Yasir sees beyond her own yard and immediate neighborhood. She’s a visionary, committed to a brighter future for downtrodden Gary. “Especially because so much of this city is zoned agricultural, I think we could be a model city for the whole nation. A city that has risen up from the steel mill and all the toxicity and unemployment. There’s so much opportunity for us to become a culture of agriculture if only people are allowed to do it,” says Yasir. The outcome of the June hearing could set a precedent for the city, which receives agricultural grants but doesn’t seem to know how to support their citizen farmers. Then, maybe the energy that’s going into fighting woodchips can be redirected towards learning and accepting that the community can change and grow.
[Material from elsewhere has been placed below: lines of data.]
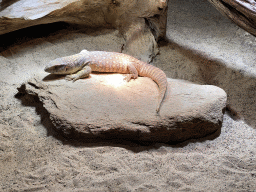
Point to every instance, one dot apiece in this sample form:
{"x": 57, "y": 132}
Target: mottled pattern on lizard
{"x": 80, "y": 66}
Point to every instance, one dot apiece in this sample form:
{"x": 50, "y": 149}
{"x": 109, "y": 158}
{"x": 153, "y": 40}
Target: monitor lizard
{"x": 80, "y": 66}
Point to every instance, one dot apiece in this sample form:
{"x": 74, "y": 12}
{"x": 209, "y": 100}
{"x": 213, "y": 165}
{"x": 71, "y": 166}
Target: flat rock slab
{"x": 105, "y": 106}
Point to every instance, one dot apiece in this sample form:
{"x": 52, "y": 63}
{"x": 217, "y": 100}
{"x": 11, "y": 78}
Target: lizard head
{"x": 69, "y": 64}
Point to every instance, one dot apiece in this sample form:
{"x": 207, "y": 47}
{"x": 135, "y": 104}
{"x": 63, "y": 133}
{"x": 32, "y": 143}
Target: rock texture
{"x": 141, "y": 23}
{"x": 95, "y": 108}
{"x": 241, "y": 12}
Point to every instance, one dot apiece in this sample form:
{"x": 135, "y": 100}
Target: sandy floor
{"x": 36, "y": 158}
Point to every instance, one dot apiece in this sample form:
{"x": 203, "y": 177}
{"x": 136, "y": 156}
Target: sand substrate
{"x": 33, "y": 157}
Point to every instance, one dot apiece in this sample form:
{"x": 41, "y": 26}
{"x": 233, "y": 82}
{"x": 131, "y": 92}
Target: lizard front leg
{"x": 133, "y": 73}
{"x": 83, "y": 73}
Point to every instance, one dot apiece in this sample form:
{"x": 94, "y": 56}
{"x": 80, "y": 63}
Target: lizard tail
{"x": 159, "y": 77}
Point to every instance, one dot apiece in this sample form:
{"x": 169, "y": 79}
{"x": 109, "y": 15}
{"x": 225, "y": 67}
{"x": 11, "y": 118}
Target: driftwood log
{"x": 241, "y": 12}
{"x": 140, "y": 22}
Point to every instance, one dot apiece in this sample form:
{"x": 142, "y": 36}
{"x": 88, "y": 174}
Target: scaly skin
{"x": 80, "y": 66}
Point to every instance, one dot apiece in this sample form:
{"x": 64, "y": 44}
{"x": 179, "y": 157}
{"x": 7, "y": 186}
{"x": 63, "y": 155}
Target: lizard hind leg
{"x": 83, "y": 73}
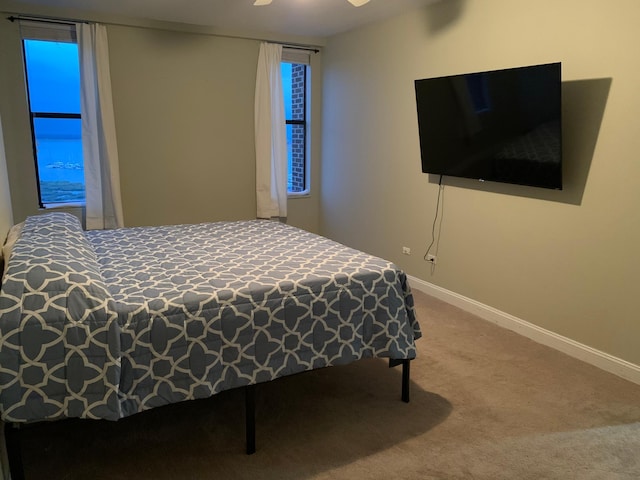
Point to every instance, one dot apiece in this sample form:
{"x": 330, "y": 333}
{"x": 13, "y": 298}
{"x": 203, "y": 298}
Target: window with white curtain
{"x": 296, "y": 85}
{"x": 52, "y": 75}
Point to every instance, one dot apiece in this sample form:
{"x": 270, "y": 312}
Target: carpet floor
{"x": 486, "y": 403}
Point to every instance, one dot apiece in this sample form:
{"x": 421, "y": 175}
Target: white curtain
{"x": 102, "y": 176}
{"x": 271, "y": 135}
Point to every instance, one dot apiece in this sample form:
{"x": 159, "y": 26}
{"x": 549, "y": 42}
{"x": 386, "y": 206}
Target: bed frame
{"x": 12, "y": 430}
{"x": 368, "y": 296}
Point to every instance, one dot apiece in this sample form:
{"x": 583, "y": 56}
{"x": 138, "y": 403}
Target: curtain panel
{"x": 100, "y": 150}
{"x": 270, "y": 135}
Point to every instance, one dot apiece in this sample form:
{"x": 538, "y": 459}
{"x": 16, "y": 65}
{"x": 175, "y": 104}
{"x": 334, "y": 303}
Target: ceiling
{"x": 309, "y": 18}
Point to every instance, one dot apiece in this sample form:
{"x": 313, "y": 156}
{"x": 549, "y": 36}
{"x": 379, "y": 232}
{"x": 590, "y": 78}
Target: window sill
{"x": 305, "y": 194}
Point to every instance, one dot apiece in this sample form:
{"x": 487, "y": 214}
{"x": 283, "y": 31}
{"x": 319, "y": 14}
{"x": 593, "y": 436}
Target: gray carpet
{"x": 486, "y": 404}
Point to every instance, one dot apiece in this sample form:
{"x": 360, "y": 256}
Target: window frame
{"x": 302, "y": 57}
{"x": 51, "y": 32}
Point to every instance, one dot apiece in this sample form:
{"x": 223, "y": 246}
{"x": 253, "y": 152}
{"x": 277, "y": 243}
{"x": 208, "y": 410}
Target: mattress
{"x": 105, "y": 324}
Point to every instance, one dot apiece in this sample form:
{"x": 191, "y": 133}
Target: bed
{"x": 106, "y": 324}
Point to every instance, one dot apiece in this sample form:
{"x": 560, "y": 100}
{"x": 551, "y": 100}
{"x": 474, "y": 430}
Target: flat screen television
{"x": 500, "y": 125}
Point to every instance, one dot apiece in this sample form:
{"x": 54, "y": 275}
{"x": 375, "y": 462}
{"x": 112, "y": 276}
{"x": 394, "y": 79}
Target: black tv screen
{"x": 500, "y": 125}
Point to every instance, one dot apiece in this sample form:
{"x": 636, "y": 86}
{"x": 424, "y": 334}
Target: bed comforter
{"x": 105, "y": 324}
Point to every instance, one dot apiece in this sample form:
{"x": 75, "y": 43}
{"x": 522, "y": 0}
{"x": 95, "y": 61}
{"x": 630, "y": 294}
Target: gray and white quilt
{"x": 105, "y": 324}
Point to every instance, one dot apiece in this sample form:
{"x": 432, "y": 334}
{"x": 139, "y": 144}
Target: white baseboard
{"x": 604, "y": 361}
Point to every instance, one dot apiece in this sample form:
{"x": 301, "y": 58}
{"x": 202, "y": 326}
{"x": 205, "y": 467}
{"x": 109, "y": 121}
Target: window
{"x": 295, "y": 82}
{"x": 52, "y": 75}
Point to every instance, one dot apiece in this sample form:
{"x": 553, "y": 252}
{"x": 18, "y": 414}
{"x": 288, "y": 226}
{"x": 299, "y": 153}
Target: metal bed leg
{"x": 406, "y": 374}
{"x": 12, "y": 440}
{"x": 406, "y": 370}
{"x": 250, "y": 417}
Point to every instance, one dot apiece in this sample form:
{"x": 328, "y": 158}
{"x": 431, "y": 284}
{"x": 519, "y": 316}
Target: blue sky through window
{"x": 53, "y": 76}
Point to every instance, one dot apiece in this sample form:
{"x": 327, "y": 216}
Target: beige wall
{"x": 183, "y": 104}
{"x": 6, "y": 215}
{"x": 566, "y": 261}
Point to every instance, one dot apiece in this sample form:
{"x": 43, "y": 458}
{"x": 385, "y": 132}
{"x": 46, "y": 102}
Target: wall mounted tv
{"x": 500, "y": 125}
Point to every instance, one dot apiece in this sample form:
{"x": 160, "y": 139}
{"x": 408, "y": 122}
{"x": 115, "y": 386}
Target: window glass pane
{"x": 296, "y": 150}
{"x": 60, "y": 161}
{"x": 53, "y": 67}
{"x": 295, "y": 91}
{"x": 298, "y": 92}
{"x": 286, "y": 87}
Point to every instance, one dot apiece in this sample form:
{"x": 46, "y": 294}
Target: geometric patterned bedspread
{"x": 105, "y": 324}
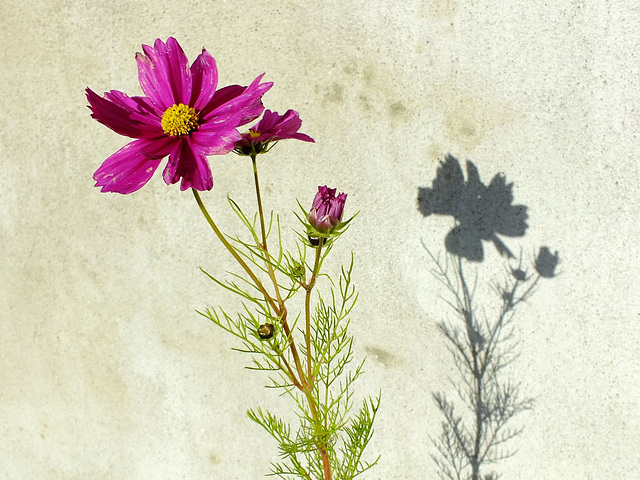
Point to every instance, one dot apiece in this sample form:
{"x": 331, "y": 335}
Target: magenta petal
{"x": 179, "y": 71}
{"x": 128, "y": 169}
{"x": 164, "y": 74}
{"x": 216, "y": 141}
{"x": 126, "y": 116}
{"x": 190, "y": 164}
{"x": 204, "y": 74}
{"x": 247, "y": 102}
{"x": 153, "y": 84}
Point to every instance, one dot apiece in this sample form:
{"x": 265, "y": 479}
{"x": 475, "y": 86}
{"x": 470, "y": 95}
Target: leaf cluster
{"x": 324, "y": 401}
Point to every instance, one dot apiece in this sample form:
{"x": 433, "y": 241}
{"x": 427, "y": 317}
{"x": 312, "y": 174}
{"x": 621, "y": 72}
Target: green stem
{"x": 235, "y": 254}
{"x": 272, "y": 276}
{"x": 307, "y": 308}
{"x": 260, "y": 211}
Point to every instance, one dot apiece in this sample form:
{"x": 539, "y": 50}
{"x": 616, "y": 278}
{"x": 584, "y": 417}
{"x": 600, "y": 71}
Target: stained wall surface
{"x": 106, "y": 369}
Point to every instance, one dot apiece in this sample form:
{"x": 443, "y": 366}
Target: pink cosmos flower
{"x": 271, "y": 128}
{"x": 182, "y": 116}
{"x": 326, "y": 211}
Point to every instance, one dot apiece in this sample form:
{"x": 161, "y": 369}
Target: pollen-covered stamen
{"x": 179, "y": 120}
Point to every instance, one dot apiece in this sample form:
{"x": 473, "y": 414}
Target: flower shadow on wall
{"x": 477, "y": 420}
{"x": 482, "y": 212}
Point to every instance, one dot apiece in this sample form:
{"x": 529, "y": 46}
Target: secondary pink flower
{"x": 326, "y": 210}
{"x": 182, "y": 116}
{"x": 271, "y": 128}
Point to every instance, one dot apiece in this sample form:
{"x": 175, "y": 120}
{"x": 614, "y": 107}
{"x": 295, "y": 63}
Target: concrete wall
{"x": 106, "y": 371}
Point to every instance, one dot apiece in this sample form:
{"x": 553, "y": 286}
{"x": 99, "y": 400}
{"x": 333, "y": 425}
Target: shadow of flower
{"x": 482, "y": 212}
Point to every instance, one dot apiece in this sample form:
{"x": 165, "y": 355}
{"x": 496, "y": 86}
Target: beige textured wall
{"x": 106, "y": 371}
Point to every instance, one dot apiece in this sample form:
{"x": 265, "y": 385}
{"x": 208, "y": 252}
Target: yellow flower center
{"x": 179, "y": 120}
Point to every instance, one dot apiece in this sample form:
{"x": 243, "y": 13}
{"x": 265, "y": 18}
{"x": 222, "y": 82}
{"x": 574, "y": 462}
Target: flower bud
{"x": 326, "y": 210}
{"x": 265, "y": 331}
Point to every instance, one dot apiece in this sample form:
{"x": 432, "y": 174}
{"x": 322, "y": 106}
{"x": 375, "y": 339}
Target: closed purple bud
{"x": 326, "y": 210}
The battle over this one garden is at once so personal and also very public. Yasir talks about flowers in her yard as an indication of hope. She sits with her plants to lift her spirits. “Mental health is a stigma that no one wants to talk about. People see it as a weakness. It’s not,” says Yasir. “Many people aren’t surviving their mental illnesses. I’ll do whatever it takes. I’m here to do more than survive, I’m here to thrive, and I’ll fight the system for this if I have to—for me to thrive, for my descendants to thrive, and for my community to thrive.”
Aja Yasir won her case against the city in October 2019.